Is this a conforming Common Lisp program?
(handler-bind ((condition (let ((x 0))
(lambda (c)
(declare (ignore c))
(print (incf x))))))
(signal 'condition)
(signal 'condition))
The output with SBCL (2.0.5.37) is:
1
1
The output with ABCL/CCL/ECL is:
1
2
Which behavior is defined by the Common Lisp standard?
This was a bug in SBCL, it is now fixed.
It's not exactly clear. The spec says:
Executes forms in a dynamic environment where the indicated handler bindings are in effect.
and then says
If an appropriate type is found, the associated handler is run in a dynamic environment where none of these handler bindings are visible (to avoid recursive errors).

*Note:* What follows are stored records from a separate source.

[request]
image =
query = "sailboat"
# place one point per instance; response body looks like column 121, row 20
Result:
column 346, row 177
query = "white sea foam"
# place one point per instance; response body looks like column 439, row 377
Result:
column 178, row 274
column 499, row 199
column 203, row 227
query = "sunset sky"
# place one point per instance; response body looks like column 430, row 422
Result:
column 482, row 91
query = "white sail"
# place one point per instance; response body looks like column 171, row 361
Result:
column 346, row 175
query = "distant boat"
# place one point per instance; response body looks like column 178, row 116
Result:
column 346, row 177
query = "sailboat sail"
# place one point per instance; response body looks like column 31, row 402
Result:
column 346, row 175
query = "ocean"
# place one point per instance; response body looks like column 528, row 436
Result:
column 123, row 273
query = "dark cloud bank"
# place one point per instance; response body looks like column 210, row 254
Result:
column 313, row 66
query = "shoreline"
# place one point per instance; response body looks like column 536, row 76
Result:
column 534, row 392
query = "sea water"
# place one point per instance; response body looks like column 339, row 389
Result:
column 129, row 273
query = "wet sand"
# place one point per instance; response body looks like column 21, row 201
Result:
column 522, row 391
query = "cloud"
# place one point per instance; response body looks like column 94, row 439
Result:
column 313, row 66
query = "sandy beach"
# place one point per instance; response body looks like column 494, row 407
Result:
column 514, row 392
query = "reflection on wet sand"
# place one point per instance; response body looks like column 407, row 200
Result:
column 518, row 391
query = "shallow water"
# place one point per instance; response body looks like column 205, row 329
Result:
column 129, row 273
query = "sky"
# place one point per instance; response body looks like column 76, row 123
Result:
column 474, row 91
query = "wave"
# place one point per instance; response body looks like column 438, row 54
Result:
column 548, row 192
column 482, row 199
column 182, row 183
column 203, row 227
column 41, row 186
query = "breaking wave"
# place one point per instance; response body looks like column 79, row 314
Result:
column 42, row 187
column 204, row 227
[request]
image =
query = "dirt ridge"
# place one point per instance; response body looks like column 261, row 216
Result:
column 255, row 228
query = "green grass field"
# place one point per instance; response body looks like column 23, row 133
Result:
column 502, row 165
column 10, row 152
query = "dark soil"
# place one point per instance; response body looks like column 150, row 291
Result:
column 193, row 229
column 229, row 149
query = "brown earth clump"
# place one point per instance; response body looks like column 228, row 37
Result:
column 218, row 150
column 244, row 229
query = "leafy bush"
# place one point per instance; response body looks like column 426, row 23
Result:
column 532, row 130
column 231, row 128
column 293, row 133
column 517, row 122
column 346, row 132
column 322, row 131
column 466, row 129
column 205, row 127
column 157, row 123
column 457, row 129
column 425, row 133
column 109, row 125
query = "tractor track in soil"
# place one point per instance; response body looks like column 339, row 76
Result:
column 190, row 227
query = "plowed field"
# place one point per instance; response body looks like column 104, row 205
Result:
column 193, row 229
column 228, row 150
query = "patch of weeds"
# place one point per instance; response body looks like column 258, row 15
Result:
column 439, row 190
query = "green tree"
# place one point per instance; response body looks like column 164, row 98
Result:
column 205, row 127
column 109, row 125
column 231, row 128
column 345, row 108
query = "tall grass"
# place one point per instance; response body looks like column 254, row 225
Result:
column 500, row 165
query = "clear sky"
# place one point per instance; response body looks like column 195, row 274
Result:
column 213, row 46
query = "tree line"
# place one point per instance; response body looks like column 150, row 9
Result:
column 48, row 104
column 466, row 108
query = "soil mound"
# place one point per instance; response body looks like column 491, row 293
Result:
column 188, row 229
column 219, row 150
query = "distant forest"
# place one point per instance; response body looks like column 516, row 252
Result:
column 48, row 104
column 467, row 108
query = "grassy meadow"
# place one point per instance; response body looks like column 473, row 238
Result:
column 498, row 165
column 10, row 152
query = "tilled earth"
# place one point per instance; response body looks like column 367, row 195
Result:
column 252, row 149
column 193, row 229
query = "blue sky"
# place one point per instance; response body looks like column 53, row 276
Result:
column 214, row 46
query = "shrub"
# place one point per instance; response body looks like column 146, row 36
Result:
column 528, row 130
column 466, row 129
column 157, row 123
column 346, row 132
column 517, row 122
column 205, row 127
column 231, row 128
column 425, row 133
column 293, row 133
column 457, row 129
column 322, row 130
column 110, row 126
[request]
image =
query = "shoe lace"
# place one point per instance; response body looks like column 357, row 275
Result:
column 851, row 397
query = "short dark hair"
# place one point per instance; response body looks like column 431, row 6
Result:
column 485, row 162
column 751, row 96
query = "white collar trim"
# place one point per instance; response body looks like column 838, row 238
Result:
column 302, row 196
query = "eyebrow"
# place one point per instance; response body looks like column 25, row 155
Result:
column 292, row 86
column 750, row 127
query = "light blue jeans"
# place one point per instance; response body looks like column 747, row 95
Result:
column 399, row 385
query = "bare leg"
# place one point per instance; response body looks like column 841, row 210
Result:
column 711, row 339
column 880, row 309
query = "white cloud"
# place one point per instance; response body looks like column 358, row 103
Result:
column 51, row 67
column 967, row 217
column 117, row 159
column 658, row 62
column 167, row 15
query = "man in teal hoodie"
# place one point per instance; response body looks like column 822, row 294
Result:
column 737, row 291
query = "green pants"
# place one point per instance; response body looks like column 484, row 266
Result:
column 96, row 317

If you interpret "run" meaning to call the function, that suggests that the handler expressions are evaluted once, when the bindings are made. This is the CCL/ABCL/ECL/LispWorks implementation, so state is maintained in the closure.
But SBCL appears to have intepreted "run" as meaning "evaluated and called". So a new closure is created each time the handler is run, and state is lost.
I suspect the intent was the first interpretation, since CL has no other "lazy" bindings.
If you change the code in the question to this:
(let ((handler
(let ((x 0))
(lambda (c)
(declare (ignore c))
(print (incf x))))))
(handler-bind ((condition handler))
(signal 'condition)
(signal 'condition)))
then SBCL behaves in the same way as the other implementations. I think this makes it fairly clear that the interpretation taken by the other implementations is the intended one, and it also provides a practical workaround for what, if that interpretation is in fact correct, is a bug in SBCL.